Функционирует при финансовой поддержке Министерства цифрового развития, связи и массовых коммуникаций Российской Федерации

Бракованные люди

Александр Селиверствов. Живет в Красноярске.

Он уходил засветло и возвращался ночью, пьяный, смурной, злой, чтобы увидеть то, как она страдает, как причиняет себе увечья и пьет горстями снотворное. Он зовет себя Эл: «Имя — для богачей», — говорил он. Ее звали Соня. Оба молоды настолько, чтобы сорваться с места и начать все заново. Оба стары настолько, чтобы бояться что-то менять.

— Мы — бракованные люди. — Эл вытер грязные после портовой работы руки и схватился за бутылку. Эл посмотрел из-под густых жестких бровей так, что Соня съежилась. Она устала. Она весь день впахивала официанткой за гроши. Лакействовала перед королями жизни.

«Когда тебя будут раздевать глазами — выпей двадцать капель фенобарбитала. Когда мерзкий старикашка хлопнет тебя по ягодицам и скажет “дорогуша” — выпей таблетку афобазола. Когда будешь идти за заказом в кухню и тебя прижмет к стенке местная пьянь, чтобы облапать тебя, словно куклу, — выпей таблетку фенозепама».

— Эл, — она стеснялась называть его так. Она помнила время, когда он нес свое имя гордо, как боевой стяг. — Давай уедем отсюда?

Эл наклонился и обдал ее крепким до слез перегаром.

— Ты можешь ехать куда угодно, но никогда не уедешь от себя. — Он постучал пальцем по виску. — Все здесь, Сонечка.

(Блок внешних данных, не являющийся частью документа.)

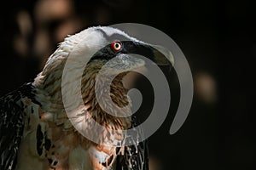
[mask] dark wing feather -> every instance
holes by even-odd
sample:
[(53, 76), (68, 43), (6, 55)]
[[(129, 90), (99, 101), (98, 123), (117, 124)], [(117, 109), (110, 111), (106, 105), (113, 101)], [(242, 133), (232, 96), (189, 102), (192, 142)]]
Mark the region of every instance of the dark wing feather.
[(13, 170), (24, 129), (24, 105), (20, 100), (30, 94), (31, 84), (0, 98), (0, 169)]
[[(133, 117), (132, 127), (136, 127)], [(142, 142), (140, 139), (143, 135), (143, 131), (131, 132), (131, 134), (127, 134), (128, 143), (137, 144), (125, 146), (124, 155), (119, 155), (117, 157), (116, 170), (148, 170), (148, 140)]]

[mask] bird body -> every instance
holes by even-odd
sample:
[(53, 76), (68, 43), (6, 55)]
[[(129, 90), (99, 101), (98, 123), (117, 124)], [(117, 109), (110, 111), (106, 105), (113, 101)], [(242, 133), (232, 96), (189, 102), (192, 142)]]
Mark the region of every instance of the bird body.
[[(108, 38), (107, 38), (108, 37)], [(118, 38), (127, 42), (111, 43)], [(111, 40), (109, 42), (109, 40)], [(143, 44), (143, 45), (142, 45)], [(122, 45), (119, 48), (118, 45)], [(126, 47), (125, 47), (126, 46)], [(111, 70), (121, 69), (111, 83), (110, 94), (100, 89), (102, 98), (110, 95), (112, 100), (122, 110), (122, 115), (130, 116), (131, 102), (126, 96), (128, 89), (122, 83), (123, 77), (131, 68), (143, 66), (141, 60), (131, 59), (125, 54), (136, 51), (138, 54), (145, 49), (150, 55), (149, 48), (142, 42), (130, 37), (123, 31), (110, 27), (90, 27), (70, 36), (61, 42), (49, 57), (44, 70), (33, 82), (26, 83), (19, 89), (0, 99), (0, 169), (3, 170), (146, 170), (148, 169), (148, 146), (134, 137), (131, 140), (136, 144), (116, 144), (128, 138), (123, 133), (113, 133), (132, 128), (136, 126), (133, 116), (114, 116), (101, 108), (96, 98), (96, 77), (102, 65), (110, 59), (118, 57), (119, 61), (113, 63)], [(125, 51), (126, 50), (126, 51)], [(61, 83), (61, 77), (67, 58), (73, 56), (74, 67), (68, 71), (73, 73), (68, 82)], [(91, 58), (91, 56), (93, 56)], [(90, 59), (91, 58), (91, 59)], [(62, 101), (61, 89), (68, 83), (79, 78), (78, 68), (84, 67), (84, 59), (89, 61), (81, 79), (83, 105), (73, 105), (77, 109), (73, 122), (67, 115)], [(128, 68), (128, 70), (127, 70)], [(102, 84), (111, 81), (111, 71), (105, 72)], [(67, 95), (76, 93), (66, 88)], [(62, 92), (63, 93), (63, 92)], [(109, 101), (102, 101), (108, 106)], [(105, 128), (105, 131), (96, 132), (91, 128), (91, 117)], [(102, 139), (96, 144), (84, 138), (79, 131), (96, 135)]]

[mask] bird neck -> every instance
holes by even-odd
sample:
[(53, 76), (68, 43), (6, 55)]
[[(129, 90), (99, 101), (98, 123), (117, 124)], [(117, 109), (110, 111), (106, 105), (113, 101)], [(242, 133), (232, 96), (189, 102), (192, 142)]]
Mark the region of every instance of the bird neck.
[[(111, 84), (109, 92), (106, 92), (105, 88), (99, 89), (101, 91), (99, 93), (102, 94), (101, 101), (103, 102), (102, 103), (102, 105), (108, 105), (110, 101), (102, 99), (107, 99), (108, 95), (111, 96), (112, 101), (118, 105), (118, 108), (120, 108), (119, 110), (113, 110), (112, 108), (108, 108), (106, 110), (100, 106), (95, 92), (96, 77), (98, 75), (101, 68), (102, 65), (99, 64), (94, 65), (89, 65), (84, 69), (81, 80), (80, 94), (82, 94), (84, 105), (82, 107), (81, 105), (77, 105), (75, 107), (83, 108), (83, 110), (85, 109), (87, 113), (90, 114), (92, 117), (102, 125), (109, 126), (111, 124), (113, 125), (113, 128), (129, 128), (131, 127), (131, 117), (124, 117), (124, 115), (131, 115), (131, 105), (130, 99), (126, 95), (127, 89), (123, 86), (122, 83), (122, 79), (126, 75), (126, 72), (119, 74), (115, 78), (113, 78), (113, 76), (110, 73), (108, 74), (108, 72), (106, 72), (104, 80), (100, 81), (102, 83), (103, 83), (102, 87)], [(42, 75), (41, 73), (37, 78), (41, 82), (38, 82), (36, 86), (36, 98), (42, 104), (42, 109), (46, 112), (65, 112), (61, 96), (61, 87), (63, 88), (63, 86), (65, 85), (61, 84), (61, 75), (58, 75), (58, 72), (59, 71), (57, 71), (57, 72), (55, 73), (54, 76)], [(51, 74), (53, 74), (53, 72), (51, 72)], [(74, 79), (79, 77), (72, 78)], [(73, 81), (69, 82), (69, 83), (72, 82)], [(72, 90), (73, 89), (70, 89), (70, 92), (68, 93), (72, 93)], [(125, 109), (124, 110), (123, 108), (125, 106), (128, 107), (125, 107)], [(115, 112), (113, 113), (112, 111)], [(122, 117), (112, 116), (113, 114), (117, 116), (119, 114), (122, 114)]]

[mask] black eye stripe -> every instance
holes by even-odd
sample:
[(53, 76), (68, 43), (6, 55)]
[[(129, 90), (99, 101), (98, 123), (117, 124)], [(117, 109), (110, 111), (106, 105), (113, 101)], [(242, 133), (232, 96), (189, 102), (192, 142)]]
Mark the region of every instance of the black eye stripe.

Соня разревелась и упала на кровать так, что потолок и стены начали давить. Она забывалась в своем плаче, вся уходила в надрывный вой. Соня пряталась там от всего: от бесконечных разговоров о новой жизни, от маминых звонков, от работы, от соседей этажом выше, что третий день кряду выясняли отношения посредством битья посуды и матросской ругани. Под потолком мерцала лампочка. Из коридора на двадцать квартир доносился чей-то истерический смех. Эл смотрел в Соне глаза, пытаясь найти то, чего давно уже нет. Откуда-то тянуло жареной мойвой. Эл накинул на плечи кожаную куртку и вышел в ночь, захлопнув за собой и плач, и слезы, одним словом — истерику, оттого, что все именно так, и никак иначе.

Осенняя ночь прохладным ветром обняла лицо Эла и поцеловала. Эл закурил и позволил ногам вести себя. Он шел почти не глядя. Циррозно-желтые глаза многоэтажек устало глядели на Эла. Огни уличных фонарей искажались, как на «Звездной ночи» Ван Гога. Эла подташнивало и тянуло в пивную.

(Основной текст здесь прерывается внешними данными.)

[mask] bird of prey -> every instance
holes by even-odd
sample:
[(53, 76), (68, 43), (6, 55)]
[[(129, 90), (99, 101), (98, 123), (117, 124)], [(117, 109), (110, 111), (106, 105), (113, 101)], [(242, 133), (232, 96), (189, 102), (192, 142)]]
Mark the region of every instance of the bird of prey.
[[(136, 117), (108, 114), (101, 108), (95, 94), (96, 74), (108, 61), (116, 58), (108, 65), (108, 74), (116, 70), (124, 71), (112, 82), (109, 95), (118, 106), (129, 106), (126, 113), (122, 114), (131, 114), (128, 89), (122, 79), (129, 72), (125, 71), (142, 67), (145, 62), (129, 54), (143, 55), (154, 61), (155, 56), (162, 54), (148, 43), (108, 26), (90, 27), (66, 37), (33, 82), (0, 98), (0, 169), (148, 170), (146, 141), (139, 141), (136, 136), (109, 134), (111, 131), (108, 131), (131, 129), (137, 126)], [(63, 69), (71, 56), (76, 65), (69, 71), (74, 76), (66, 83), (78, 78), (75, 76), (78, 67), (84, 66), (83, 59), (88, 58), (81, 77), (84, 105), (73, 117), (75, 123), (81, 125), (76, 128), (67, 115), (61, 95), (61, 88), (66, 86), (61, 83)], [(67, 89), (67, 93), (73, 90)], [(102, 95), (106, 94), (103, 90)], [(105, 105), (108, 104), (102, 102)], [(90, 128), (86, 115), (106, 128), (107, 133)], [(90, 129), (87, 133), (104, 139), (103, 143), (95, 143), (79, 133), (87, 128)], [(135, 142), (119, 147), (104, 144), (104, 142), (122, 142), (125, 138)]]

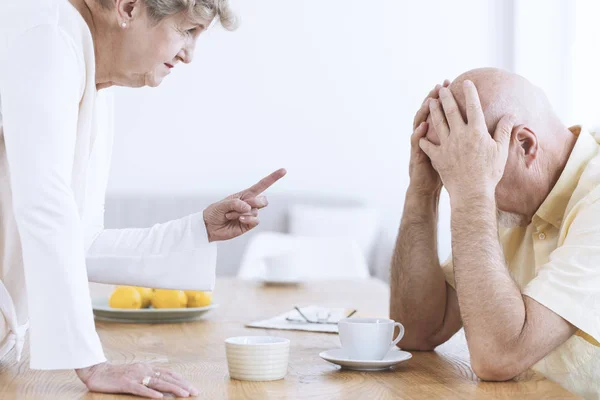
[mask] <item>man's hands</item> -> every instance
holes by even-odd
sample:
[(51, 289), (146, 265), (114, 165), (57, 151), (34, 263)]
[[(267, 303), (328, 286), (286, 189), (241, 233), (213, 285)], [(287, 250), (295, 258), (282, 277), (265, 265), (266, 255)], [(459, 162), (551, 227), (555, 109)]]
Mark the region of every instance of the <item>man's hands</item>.
[[(177, 397), (197, 396), (199, 393), (181, 375), (151, 364), (114, 365), (104, 362), (75, 372), (90, 392), (127, 393), (151, 399), (162, 399), (162, 393), (172, 393)], [(144, 386), (142, 381), (146, 377), (150, 377), (150, 381)]]
[(506, 167), (515, 117), (504, 116), (492, 138), (475, 85), (467, 80), (463, 83), (463, 90), (467, 122), (463, 121), (450, 90), (442, 88), (440, 100), (429, 102), (440, 145), (436, 146), (423, 137), (419, 139), (419, 145), (439, 173), (451, 199), (453, 196), (478, 193), (494, 196)]
[[(443, 87), (448, 87), (450, 82), (444, 81)], [(419, 195), (433, 195), (442, 187), (442, 181), (439, 174), (431, 165), (427, 154), (419, 147), (419, 141), (427, 134), (428, 124), (425, 122), (429, 116), (429, 102), (437, 99), (442, 85), (436, 85), (435, 88), (425, 98), (423, 104), (413, 122), (413, 134), (410, 138), (410, 186)]]
[(285, 174), (285, 169), (279, 169), (254, 186), (208, 206), (204, 223), (209, 242), (233, 239), (255, 228), (260, 222), (258, 210), (269, 204), (262, 193)]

Нос прошиб едкий запах мочи, хмеля и потных тел. Стоял гвалт. Эл рухнул за стойку бара, будто раненный солдат, и жестом попросил бармена подлечить его душу. Эл давно не привередничал в напитках, и теперь граненная стопка с горькой тонула на дне пивной кружки, чтобы, как говорится, «вдарить по шарам». Эл хотел забыться. По телу растеклось тупое, животное тепло. Члены сковало. Голова повисла, как у старого пугала. За спиной оживленно заговорили. Эл плевать хотел на все, даже на самого себя, поэтому очередная стопка потерпела кораблекрушение. Эл различил женский голос, низкий, с хрипцой, но томный. В голове появилось слово «круглый». Мужчина не без труда развернулся вполоборота и, подперев голову рукой, увидел всю мизансцену: она, молодая, но потрепанная уличная кошка упивается вниманием десятка пьяных свиней. Эл напоролся на ее черные острые глаза и почувствовал, как изнутри полилась похоть. Эл видел в ней что-то, напоминавшее дуло пистолета, направленное в лицо. Эл увидел в ней свою гибель. Он бросил мятые рубли на стол, схватил незнакомку и скрылся за дверью.

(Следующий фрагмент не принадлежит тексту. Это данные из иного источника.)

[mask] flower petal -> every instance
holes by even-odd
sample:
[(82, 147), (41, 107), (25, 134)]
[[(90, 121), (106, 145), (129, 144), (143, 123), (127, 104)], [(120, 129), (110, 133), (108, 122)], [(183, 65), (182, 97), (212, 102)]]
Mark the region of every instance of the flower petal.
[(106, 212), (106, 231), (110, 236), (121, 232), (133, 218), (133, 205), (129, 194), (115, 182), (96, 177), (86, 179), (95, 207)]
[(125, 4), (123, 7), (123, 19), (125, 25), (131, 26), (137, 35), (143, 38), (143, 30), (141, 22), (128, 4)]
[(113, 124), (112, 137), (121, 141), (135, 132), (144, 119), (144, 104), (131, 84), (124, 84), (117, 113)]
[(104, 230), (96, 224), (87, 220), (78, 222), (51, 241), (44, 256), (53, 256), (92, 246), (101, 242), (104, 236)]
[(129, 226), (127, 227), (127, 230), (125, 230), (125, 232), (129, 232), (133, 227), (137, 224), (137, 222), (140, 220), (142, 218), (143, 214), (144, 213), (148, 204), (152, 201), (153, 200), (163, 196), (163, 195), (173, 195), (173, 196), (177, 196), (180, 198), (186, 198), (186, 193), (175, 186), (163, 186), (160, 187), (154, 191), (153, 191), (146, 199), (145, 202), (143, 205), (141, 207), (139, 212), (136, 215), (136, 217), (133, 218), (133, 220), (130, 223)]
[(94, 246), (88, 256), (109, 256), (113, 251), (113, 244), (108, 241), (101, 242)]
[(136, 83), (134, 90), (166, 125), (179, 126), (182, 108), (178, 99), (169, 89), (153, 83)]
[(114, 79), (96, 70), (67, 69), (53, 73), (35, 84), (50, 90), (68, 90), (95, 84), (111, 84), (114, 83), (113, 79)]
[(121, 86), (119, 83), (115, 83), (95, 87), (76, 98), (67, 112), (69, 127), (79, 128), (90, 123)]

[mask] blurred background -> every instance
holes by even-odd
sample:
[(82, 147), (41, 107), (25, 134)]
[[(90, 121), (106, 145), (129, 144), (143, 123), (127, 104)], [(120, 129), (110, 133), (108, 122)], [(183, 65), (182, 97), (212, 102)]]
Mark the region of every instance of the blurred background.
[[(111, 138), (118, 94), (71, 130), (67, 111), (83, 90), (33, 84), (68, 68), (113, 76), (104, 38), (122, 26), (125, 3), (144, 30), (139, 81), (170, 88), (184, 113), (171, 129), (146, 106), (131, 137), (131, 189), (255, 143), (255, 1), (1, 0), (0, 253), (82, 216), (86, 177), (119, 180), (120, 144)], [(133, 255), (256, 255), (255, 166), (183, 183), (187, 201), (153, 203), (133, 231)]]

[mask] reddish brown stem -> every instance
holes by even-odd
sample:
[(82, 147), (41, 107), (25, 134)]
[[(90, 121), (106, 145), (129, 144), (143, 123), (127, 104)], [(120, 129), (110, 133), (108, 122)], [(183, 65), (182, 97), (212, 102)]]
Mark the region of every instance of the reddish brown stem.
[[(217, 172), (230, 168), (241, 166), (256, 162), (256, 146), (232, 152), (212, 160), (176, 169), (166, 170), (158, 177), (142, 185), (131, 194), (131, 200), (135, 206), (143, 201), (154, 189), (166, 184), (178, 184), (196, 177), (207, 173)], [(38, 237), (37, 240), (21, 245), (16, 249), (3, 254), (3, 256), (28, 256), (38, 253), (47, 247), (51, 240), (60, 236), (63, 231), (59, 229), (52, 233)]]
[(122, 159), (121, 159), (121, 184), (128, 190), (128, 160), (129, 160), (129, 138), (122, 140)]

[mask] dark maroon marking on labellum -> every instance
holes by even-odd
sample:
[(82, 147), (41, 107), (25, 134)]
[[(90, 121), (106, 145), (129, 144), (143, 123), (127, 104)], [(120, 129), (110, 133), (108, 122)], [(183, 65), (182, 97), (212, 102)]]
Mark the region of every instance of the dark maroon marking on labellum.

— Я готова отдаться любому, кто предложит тысячу рублей.

Ее полные губы раскрывались, как лепестки роз, и выпускали горячий пар. Эл смотрел на ее острый нос и властный подбородок, и понимал, что она такая же, как и он, как и все те, кто должен был кем-то стать, но стал никем. Эл не спрашивал ее ни о чем, он сцепил в замок ее длинные, какие бывают у благородных, пальцы и пробирался сквозь тьму и пьяный рассудок.

Эл бросил ее на кровать, словно игрушку, и увидел вызов в глазах. Она оскалила зубы, как волчица перед нападением, и отдалась. Кровать грозилась рассыпаться в труху, одинокая лампа болталась под потолком, за стенкой шумели соседи.

— Варвара, — сказала девушка, натягивая бретельку бюстгальтера.

Эл обернулся, посмотрел в ее глаза и увидел в них пугающую пустоту.

«Как и все мы, она как и все мы», — повторял он, держа в трясущихся от волнения руках сигарету, когда дверь съемной квартиры, где он тужил который год, вдруг выросла перед ним и осудительно посмотрела сверху вниз. Эл сжался в комок нервов и ворвался в ту знакомую жизнь, где Соня проводила бессонные ночи, и ехидно подглядывала в окно луна, смеясь над ними, простаками.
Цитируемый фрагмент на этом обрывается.